SciKit Transformations¶

This tutorial notebook demonstrates SciKit-Learn more SciKit-Learn transformations, in particular:

Using sklearn.preprocessing.FunctionTransformer to transform two columns into one
Using sklearn.preprocessing.OneHotEncoder to transform a categorical column into a dummy-coded column

It builds on the ideas in the penguin regression notebook, and uses the same data.

Setup¶

First, we are going to import our basic packages:

import pandas as pd
import numpy as np
import matplotlib.pyplot as plt
import seaborn as sns
import scipy.stats as sps

And some SciKit-Learn code:

from sklearn.preprocessing import FunctionTransformer, OneHotEncoder, StandardScaler, PolynomialFeatures
from sklearn.compose import ColumnTransformer
from sklearn.pipeline import Pipeline
from sklearn.linear_model import LinearRegression, ElasticNetCV
from sklearn.model_selection import train_test_split
from sklearn.metrics import mean_squared_error

And initialize the RNG:

import seedbank
seedbank.initialize(20211102)

SeedSequence(
    entropy=20211102,
)

We’re going to use the Penguins data:

penguins = pd.read_csv('../data/penguins.csv')

penguins.head()

	species	island	bill_length_mm	bill_depth_mm	flipper_length_mm	body_mass_g	sex	year
0	Adelie	Torgersen	39.1	18.7	181.0	3750.0	male	2007
1	Adelie	Torgersen	39.5	17.4	186.0	3800.0	female	2007
2	Adelie	Torgersen	40.3	18.0	195.0	3250.0	female	2007
3	Adelie	Torgersen	NaN	NaN	NaN	NaN	NaN	2007
4	Adelie	Torgersen	36.7	19.3	193.0	3450.0	female	2007

Our goal is to predict penguin body mass.
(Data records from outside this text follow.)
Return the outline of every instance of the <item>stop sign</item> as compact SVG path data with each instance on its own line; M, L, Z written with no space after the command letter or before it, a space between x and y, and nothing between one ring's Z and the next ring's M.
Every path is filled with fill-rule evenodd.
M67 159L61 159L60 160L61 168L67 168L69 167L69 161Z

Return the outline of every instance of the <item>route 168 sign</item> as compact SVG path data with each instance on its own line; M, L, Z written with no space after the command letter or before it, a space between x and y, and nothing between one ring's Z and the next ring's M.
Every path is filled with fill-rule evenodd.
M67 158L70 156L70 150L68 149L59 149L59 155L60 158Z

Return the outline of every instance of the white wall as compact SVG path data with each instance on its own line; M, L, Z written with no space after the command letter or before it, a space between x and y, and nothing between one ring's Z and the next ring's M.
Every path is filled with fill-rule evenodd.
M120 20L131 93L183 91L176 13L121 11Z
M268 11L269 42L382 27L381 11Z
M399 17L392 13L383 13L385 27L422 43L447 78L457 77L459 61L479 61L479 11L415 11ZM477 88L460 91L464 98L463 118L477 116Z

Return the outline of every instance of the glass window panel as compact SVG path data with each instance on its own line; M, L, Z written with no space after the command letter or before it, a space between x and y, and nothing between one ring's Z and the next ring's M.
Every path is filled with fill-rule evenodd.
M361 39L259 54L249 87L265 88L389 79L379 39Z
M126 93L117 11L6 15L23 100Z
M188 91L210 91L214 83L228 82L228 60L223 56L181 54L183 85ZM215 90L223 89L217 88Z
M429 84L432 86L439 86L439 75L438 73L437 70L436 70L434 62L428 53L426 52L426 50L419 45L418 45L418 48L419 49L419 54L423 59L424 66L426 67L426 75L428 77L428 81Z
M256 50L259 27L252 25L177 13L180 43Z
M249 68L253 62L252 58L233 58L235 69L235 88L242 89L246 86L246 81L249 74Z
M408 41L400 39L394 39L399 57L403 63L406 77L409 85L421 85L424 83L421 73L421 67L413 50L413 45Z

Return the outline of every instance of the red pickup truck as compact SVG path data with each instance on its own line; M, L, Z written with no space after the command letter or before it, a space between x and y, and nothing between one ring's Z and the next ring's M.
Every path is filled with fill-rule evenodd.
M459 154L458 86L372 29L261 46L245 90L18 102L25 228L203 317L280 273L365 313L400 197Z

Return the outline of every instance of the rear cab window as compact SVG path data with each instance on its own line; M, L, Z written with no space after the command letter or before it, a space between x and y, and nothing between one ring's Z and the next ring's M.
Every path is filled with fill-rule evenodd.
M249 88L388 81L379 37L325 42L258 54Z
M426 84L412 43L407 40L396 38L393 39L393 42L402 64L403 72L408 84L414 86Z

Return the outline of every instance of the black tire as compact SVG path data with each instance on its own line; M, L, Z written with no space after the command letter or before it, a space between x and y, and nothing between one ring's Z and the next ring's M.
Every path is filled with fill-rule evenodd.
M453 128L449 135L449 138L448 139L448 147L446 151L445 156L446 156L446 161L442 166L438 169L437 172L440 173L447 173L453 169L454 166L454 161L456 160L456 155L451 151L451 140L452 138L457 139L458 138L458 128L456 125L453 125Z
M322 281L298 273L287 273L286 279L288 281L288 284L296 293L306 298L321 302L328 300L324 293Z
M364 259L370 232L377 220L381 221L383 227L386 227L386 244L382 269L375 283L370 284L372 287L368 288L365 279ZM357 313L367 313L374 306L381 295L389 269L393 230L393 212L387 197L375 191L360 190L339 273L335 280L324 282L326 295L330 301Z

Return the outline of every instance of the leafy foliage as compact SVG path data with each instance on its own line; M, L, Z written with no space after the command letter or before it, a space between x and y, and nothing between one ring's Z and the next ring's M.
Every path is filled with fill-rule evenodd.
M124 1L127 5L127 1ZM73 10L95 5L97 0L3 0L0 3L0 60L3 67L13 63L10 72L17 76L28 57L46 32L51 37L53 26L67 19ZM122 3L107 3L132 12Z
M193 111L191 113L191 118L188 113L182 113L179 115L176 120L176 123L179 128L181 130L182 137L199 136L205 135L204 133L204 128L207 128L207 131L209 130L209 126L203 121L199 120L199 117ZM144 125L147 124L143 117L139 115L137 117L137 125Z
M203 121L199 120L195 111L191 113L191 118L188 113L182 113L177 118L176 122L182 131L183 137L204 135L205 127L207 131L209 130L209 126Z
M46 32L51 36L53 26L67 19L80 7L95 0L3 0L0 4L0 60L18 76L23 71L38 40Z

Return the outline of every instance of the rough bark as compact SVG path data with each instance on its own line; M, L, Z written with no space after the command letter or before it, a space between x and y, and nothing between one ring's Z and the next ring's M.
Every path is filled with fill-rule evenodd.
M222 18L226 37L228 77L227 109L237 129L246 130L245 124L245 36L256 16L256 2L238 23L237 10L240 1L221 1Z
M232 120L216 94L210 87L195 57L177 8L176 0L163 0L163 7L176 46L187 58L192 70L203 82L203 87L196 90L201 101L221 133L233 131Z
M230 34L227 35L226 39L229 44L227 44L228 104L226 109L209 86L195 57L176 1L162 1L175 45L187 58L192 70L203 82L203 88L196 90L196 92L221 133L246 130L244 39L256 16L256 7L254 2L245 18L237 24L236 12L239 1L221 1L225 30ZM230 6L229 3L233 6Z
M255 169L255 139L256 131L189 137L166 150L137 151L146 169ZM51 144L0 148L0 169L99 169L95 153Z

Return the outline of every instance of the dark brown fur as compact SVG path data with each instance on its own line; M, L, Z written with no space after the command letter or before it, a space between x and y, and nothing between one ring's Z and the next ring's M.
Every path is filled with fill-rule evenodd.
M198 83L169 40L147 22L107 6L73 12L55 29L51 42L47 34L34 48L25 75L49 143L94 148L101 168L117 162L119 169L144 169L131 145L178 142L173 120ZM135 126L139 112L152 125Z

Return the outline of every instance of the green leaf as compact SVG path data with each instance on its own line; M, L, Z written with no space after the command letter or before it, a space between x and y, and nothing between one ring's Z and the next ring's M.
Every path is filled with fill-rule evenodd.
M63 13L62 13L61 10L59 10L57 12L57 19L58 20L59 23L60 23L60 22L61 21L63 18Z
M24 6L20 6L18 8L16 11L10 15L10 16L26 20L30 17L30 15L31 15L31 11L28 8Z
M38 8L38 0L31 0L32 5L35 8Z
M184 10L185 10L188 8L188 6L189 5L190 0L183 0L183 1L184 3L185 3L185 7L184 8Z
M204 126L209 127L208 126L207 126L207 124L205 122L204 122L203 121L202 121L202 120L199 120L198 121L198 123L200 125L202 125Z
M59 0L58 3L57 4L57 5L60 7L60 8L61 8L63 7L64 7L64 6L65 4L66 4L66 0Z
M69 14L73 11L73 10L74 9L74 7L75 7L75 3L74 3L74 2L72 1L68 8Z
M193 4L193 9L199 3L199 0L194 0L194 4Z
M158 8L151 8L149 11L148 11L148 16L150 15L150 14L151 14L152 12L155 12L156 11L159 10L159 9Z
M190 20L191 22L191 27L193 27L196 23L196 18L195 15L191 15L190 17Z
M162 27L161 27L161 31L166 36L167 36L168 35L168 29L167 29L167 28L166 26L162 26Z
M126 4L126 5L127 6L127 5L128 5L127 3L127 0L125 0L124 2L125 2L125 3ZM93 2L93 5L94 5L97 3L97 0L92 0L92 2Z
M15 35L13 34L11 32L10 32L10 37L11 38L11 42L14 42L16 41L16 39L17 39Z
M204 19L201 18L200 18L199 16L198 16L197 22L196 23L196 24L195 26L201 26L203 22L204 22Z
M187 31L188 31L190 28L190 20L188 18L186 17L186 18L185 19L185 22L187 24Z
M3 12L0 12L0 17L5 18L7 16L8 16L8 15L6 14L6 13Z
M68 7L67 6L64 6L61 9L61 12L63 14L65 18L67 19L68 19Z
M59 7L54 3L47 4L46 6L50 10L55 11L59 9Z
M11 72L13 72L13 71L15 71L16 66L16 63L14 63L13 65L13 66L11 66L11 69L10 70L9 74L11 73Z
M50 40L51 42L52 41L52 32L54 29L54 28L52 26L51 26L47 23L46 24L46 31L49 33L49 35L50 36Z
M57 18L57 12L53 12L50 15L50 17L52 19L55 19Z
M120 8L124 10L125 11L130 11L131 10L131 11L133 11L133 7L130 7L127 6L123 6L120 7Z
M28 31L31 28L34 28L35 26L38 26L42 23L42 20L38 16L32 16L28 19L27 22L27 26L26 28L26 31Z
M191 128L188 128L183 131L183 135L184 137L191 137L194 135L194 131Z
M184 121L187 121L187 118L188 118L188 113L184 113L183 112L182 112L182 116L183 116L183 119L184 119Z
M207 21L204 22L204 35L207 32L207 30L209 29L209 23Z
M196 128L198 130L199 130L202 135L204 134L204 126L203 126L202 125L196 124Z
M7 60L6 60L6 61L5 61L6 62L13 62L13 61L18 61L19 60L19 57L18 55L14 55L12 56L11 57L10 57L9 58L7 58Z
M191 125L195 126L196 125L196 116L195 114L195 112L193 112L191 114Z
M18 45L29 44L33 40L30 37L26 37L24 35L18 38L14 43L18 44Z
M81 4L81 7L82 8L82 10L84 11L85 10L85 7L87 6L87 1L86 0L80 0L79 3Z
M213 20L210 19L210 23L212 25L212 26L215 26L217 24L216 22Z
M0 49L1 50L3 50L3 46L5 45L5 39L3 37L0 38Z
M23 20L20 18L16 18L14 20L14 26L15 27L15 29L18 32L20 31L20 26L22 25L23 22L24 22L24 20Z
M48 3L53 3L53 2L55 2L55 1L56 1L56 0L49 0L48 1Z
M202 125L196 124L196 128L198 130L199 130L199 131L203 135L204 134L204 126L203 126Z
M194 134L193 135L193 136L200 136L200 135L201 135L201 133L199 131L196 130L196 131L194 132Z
We’re going to remove the data where we cannot predict that:

predictable = penguins[penguins.body_mass_g.notnull()]
predictable = predictable[predictable['sex'].notnull()]

And make a train-test split:

train, test = train_test_split(predictable, test_size=0.2)
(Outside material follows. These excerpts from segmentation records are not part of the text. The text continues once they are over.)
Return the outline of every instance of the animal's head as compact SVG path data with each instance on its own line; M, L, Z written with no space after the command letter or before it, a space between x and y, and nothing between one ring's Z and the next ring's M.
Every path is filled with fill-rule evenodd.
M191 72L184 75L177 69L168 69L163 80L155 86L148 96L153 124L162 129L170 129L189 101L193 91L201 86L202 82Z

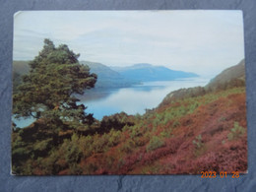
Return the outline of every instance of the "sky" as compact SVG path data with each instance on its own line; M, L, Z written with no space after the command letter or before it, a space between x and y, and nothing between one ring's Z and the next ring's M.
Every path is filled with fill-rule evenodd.
M213 78L244 58L241 11L23 11L14 16L14 60L32 60L43 39L79 60L151 63Z

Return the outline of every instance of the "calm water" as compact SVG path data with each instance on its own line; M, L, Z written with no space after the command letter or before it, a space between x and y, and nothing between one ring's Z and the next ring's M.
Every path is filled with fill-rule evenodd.
M193 78L167 82L146 82L131 88L90 92L79 96L88 108L87 113L101 119L104 115L124 111L127 114L143 114L145 109L157 107L164 96L181 88L205 86L209 79ZM33 119L15 120L18 127L30 125Z

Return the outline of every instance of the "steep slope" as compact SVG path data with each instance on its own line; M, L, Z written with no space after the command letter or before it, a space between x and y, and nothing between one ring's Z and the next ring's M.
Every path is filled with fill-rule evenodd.
M180 78L198 77L197 74L170 70L163 66L154 66L147 63L135 64L130 67L112 67L127 79L141 82L171 81Z
M60 131L43 120L14 129L13 173L246 172L245 87L228 86L239 77L224 81L222 89L173 92L164 103L144 115L122 112L77 129L67 124Z
M186 97L194 97L203 96L210 92L217 92L221 90L226 90L235 87L245 86L245 69L244 59L242 59L237 65L229 67L224 70L221 74L217 75L211 82L203 87L180 89L169 93L160 104L164 105L175 99L181 99Z

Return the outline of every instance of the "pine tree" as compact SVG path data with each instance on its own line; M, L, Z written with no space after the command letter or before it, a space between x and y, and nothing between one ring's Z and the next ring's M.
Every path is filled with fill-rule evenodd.
M96 75L88 66L80 65L79 54L67 45L55 47L50 39L30 62L30 73L13 96L13 113L16 118L33 117L43 119L48 126L92 123L93 115L86 114L86 106L75 94L83 95L94 88Z

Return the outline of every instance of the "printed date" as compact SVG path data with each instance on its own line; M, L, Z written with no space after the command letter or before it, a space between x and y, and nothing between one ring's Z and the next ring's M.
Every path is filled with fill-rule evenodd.
M217 172L216 171L201 171L201 178L216 178ZM226 171L221 171L220 177L225 178L226 177ZM238 171L232 171L232 178L238 178L239 172Z

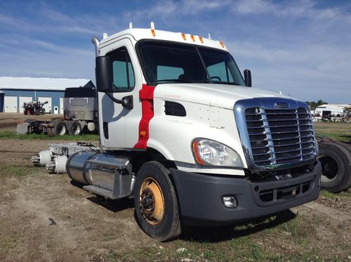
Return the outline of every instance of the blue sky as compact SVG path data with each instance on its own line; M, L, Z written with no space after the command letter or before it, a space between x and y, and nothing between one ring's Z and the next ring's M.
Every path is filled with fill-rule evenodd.
M351 103L350 1L0 0L0 75L94 79L91 37L150 21L223 40L256 87Z

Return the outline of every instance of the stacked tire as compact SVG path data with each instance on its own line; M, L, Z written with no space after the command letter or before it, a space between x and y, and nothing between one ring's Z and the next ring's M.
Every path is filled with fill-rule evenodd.
M351 185L351 145L337 141L319 142L318 160L322 164L322 188L333 193Z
What does the training data look like?

train.head()

	species	island	bill_length_mm	bill_depth_mm	flipper_length_mm	body_mass_g	sex	year
223	Gentoo	Biscoe	46.4	15.6	221.0	5000.0	male	2008
273	Gentoo	Biscoe	50.4	15.7	222.0	5750.0	male	2009
145	Adelie	Dream	39.0	18.7	185.0	3650.0	male	2009
119	Adelie	Torgersen	41.1	18.6	189.0	3325.0	male	2009
16	Adelie	Torgersen	38.7	19.0	195.0	3450.0	female	2007

Bill Ratio¶

First, I would like to demonstrate how to use sklearn.preprocessing.FunctionTransformer to compute a feature from two variables: specifically, we are going to compute the bill ratio (bill length / bill depth) for each penguin.

def column_ratio(mat):
    """
    Compute the ratio of two columns.
    """
    rows, cols = mat.shape
    assert cols == 2  # if we don't have 2 columns, things are unexpected
    
    if hasattr(mat, 'iloc'):
        # Pandas object, use iloc
        res = mat.iloc[:, 0] / mat.iloc[:, 1]
        return res.to_frame()
    else:
        # probably a numpy array
        res = mat[:, 0] / mat[:, 1]
        return res.reshape((rows, 1))

Let’s test this on our bill columns:

column_ratio(train[['bill_length_mm', 'bill_depth_mm']])

	0
223	2.974359
273	3.210191
145	2.085561
119	2.209677
16	2.036842
...	...
207	2.922078
124	2.213836
200	3.375940
204	3.131944
33	2.164021

266 rows × 1 columns

Now, let’s wrap it up in a function transformer and a column transformer:

tf_br = FunctionTransformer(column_ratio)
tf_pipe = ColumnTransformer([
    ('bill_ratio', tf_br, ['bill_length_mm', 'bill_depth_mm'])
])

And apply this to our training data:

ratios = tf_pipe.fit_transform(train)
ratios[:5, :]  # first 5 rows

array([[2.97435897],
       [3.21019108],
       [2.0855615 ],
       [2.20967742],
       [2.03684211]])

That’s how you can use SciKit-Learn pipelines to combine features!

Dummy Coding¶

Our species and gender are categorical variables. For these we want to use dummy-coding or one-hot encoding; we specifically need the version that drops one variable, since we are doing a linear model.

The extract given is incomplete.